Ultimately, that's why fans attend games: the hope that, as seasons pile up, their team will be that much closer to a championship. At their core, sports fans are puzzle fans, people who look at players as pieces of a bigger picture. When they see pieces they like, they want to keep them, keep building the puzzle, until the picture is complete.

However, when the pieces are discarded with such regularity the puzzle doesn't come close to being finished, fans lose hope it will ever happen. So they stop caring about the puzzle.

That's what's happening in Boston. Jacobs has disillusioned his customers so often, they no longer care how good the Bruins are. Fewer and fewer of them want to invest emotion into players who move further out the door the better they play.

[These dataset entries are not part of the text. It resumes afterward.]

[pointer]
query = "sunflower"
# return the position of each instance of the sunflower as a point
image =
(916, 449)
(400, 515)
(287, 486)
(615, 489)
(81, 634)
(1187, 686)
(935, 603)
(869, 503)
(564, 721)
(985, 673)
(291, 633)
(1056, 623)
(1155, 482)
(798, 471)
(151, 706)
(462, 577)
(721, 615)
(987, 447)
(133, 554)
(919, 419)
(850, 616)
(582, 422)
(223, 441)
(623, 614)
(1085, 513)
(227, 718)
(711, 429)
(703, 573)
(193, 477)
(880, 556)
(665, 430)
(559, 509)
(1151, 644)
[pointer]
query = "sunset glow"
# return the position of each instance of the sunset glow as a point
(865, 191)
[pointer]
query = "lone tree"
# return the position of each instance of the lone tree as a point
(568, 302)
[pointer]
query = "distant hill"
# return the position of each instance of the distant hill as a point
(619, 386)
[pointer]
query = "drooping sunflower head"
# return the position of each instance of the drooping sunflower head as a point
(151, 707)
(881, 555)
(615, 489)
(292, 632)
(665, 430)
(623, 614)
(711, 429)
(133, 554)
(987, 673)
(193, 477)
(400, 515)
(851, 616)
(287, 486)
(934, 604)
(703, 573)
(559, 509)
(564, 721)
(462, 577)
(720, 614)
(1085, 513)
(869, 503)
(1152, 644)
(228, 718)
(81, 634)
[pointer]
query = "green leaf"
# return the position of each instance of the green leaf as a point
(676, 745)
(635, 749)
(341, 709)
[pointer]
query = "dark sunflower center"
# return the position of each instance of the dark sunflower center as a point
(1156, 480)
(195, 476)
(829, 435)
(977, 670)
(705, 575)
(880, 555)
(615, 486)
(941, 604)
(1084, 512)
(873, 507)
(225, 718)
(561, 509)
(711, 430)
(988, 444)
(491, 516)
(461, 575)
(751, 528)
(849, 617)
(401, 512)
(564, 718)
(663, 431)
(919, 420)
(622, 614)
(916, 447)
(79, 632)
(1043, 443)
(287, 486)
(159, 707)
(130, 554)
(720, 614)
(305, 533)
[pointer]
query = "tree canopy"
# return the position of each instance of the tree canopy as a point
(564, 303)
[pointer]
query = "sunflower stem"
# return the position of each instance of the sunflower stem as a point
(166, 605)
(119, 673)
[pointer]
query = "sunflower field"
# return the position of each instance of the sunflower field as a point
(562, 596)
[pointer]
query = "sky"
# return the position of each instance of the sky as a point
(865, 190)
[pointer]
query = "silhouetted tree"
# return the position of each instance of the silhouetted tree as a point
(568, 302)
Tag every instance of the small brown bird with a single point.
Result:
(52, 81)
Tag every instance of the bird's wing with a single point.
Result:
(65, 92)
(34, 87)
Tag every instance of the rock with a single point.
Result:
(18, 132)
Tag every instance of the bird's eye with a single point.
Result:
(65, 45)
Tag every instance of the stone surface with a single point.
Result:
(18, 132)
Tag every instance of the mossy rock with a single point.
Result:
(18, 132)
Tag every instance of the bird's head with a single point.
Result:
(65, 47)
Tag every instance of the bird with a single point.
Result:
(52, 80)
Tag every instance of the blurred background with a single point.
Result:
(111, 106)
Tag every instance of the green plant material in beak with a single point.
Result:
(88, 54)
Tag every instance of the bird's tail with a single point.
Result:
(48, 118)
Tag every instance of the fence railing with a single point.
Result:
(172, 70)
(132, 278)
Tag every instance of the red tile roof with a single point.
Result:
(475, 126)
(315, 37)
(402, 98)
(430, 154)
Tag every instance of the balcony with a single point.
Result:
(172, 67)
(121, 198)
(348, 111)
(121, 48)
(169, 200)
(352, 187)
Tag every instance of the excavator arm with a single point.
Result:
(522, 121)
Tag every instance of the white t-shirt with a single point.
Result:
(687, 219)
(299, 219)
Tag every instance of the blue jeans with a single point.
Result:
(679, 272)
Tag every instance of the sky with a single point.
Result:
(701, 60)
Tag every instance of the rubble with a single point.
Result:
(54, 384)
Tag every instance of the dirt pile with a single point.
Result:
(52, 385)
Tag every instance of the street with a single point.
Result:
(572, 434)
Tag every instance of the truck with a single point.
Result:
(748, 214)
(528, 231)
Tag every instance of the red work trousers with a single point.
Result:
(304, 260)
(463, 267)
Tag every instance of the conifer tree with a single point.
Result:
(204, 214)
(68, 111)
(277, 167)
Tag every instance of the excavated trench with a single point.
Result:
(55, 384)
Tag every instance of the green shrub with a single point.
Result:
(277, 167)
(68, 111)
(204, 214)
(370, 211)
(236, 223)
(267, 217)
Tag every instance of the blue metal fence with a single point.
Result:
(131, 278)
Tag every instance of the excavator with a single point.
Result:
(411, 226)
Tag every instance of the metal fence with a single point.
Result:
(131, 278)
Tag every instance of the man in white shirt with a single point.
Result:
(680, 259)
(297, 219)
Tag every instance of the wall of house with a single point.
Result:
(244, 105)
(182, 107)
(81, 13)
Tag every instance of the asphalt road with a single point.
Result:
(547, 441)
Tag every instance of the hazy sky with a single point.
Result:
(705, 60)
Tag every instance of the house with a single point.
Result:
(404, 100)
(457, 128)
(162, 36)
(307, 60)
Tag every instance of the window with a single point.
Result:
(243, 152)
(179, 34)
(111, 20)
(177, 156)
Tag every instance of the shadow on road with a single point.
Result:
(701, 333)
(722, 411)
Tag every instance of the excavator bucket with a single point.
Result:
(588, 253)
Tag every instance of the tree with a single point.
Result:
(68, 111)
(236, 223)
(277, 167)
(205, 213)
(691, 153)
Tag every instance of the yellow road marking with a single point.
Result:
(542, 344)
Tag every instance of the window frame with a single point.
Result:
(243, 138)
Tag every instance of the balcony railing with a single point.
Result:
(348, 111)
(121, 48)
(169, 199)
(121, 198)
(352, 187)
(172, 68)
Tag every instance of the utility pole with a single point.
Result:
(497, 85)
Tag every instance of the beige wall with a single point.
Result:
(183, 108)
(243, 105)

Good for them. Good for each and every Bruins fan who refuses to continue subsidizing the profit margin of Delaware North. If enough of them stay away, perhaps Jacobs will get the idea, and make every effort to ensure Joe Thornton retires a Bruin. Perhaps he'll keep Sergei Samsonov, Glen Murray, and Brian Rolston, rather than reloading each time one of them blows out 31 candles.

Right now, that's what will happen. Good players will continue to be traded away. Management will bemoan their greed, and bring in talented young prospects in their place. And the Bruins will continue to tread water.

In the long run, every empty Bruins seat does more to ensure the return of the Stanley Cup than Jeremy Jacobs has ever been willing to do.

And that's something even a kid can see.